Po raz kolejny spojrzałem w sufit udając, iż nie dosłyszałem pytania. Jednak Xena przypatrywała mi się wytrwale tak długo, aż w końcu się poddałem.
- Chciałabyś pójść ze mną na... Halloweenową imprezę? - wydukałem robiąc pięciosekundowe przerwy pomiędzy słowami, jakbym chciał dokładnie przemyśleć co chcę powiedzieć oraz starannie dobierając słowa. Uważałem, żeby nie zrobić jakiegoś błędu językowego i żeby brzmiało to w miarę normalnie, jak zwykłe pytające zdanie a nie jak wypowiedzenie kogoś niepełnosprawnego.
- Obawiam się, że jednak... - zwiesiłem łeb i spojrzałem na swoje łapy szykując się na najgorsze co może spotkać w życiu samca. - ... będę mogła z Tobą pójść. - błyskawicznie podniosłem swoją głowę i spojrzałem na Xenę triumfalnie.
- No to... - w pewnym momencie chciałem krzyknąć coś w rodzaju: "Tak?! Ale super, normalnie nie wiesz jak się cieszę!", ale nie chciałem wyjść na zdesperowanego, więc rzekłem tylko coś w rodzaju: - ... super! - dokończyłem zdanie i zacząłem się powoli wycofywać z jaskini. - No to ja pójdę się przygotować, o tak. No to na razie! - wybiegłem z jamy kątem oka widząc roześmianą twarz
Głównym tematem rozmowy mojej sam ze sobą podczas dojścia do mojego "laboratorium" był obmyślony przeze mnie strój szamana (XD). Zrobiłem szatę z jednego ze starożytnych kocy znajdujących się w ciemnym kącie mojej jaskini. (NIestety zdjęcia nieznalazłem :C) Głównym efektem stroju była peleryna: udrapowana na plecach wielka niedźwiedzia skóra z pazurami zwisającymi z ramion. Łeb niedźwiedzia spoczywał na mojej głowie niczym kaptur spowijając złowrogim cieniem moją twarz. Myślałem także, żeby wziąć stary kij, który kiedyś znalazłem, który miał pełnić funkcję laski, ale doszedłem do wniosku, że nie ma po co. I tak bym go prędzej czy później odłożył w kąt.
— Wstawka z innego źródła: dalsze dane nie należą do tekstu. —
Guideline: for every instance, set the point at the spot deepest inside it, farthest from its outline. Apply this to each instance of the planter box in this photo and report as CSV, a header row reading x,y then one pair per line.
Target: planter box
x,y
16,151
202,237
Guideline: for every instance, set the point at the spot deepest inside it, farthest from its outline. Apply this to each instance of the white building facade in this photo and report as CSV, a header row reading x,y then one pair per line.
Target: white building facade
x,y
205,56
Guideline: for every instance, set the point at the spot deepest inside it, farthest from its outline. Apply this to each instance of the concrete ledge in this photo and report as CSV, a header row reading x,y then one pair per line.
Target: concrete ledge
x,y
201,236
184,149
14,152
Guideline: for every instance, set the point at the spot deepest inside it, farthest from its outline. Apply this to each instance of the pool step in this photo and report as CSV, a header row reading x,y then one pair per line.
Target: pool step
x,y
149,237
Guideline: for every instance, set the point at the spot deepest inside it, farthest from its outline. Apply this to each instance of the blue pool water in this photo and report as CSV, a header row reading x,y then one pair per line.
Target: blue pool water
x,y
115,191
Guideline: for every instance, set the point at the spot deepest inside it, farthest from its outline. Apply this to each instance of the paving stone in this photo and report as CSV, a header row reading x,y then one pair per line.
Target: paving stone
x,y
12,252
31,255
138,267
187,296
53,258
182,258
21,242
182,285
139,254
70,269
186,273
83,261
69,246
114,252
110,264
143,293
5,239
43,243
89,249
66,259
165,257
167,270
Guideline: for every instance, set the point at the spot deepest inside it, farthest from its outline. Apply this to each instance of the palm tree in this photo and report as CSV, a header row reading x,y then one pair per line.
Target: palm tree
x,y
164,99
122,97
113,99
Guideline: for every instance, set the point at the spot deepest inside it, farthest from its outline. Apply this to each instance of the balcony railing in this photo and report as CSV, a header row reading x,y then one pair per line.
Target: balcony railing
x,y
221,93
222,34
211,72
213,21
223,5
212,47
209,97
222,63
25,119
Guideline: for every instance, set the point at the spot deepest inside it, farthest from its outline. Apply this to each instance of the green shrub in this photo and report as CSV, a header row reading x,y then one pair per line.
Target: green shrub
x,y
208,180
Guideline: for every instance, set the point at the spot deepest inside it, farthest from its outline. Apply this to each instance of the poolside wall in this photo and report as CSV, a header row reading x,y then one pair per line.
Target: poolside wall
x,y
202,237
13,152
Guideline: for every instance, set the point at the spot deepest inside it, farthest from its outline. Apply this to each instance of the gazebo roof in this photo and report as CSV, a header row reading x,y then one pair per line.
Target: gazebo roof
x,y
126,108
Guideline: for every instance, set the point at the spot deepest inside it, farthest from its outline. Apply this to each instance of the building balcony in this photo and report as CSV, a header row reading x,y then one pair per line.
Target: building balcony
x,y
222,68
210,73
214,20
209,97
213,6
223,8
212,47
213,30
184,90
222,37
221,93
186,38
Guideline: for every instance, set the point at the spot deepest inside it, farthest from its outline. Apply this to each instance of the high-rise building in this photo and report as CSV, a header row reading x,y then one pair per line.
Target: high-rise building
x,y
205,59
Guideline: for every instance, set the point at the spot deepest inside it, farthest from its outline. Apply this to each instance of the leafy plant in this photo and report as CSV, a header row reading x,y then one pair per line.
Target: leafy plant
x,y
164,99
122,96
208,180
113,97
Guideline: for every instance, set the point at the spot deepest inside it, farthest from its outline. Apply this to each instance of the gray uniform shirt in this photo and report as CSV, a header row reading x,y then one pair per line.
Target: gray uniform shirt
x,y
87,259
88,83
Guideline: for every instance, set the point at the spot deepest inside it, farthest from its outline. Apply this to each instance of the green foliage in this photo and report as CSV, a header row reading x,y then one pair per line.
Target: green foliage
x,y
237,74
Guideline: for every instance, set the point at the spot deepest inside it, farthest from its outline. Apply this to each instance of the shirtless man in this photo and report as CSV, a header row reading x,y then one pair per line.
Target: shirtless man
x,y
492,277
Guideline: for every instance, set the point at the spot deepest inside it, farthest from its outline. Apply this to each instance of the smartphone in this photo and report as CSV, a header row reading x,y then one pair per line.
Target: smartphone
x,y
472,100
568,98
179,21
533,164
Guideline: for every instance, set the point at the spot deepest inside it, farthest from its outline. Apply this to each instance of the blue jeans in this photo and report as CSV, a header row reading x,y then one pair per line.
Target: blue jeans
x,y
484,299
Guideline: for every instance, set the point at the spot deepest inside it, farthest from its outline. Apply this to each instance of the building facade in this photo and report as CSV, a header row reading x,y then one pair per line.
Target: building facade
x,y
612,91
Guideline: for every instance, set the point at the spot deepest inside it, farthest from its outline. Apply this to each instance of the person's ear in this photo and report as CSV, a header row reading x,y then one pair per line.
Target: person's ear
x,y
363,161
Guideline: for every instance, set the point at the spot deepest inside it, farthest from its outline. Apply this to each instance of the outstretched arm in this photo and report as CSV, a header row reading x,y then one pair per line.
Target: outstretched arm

XD Heheszki. To ta peleryna |
- Cześć Ana, chciałbym poprosić o bilet na imprezę Halloween'ową. - poprosiłem i dostałem od Alfy bilet. Potem jeszcze trochę pogadaliśmy, spytała z kim idę, jaki mam strój i tak dalej, i tak dalej. Potem wróciłem do miejsca gdzie się przebieram i jeszcze raz dopracowałem wszystkie szczegóły. Nie daj Boże by się jakaś plama znalazła.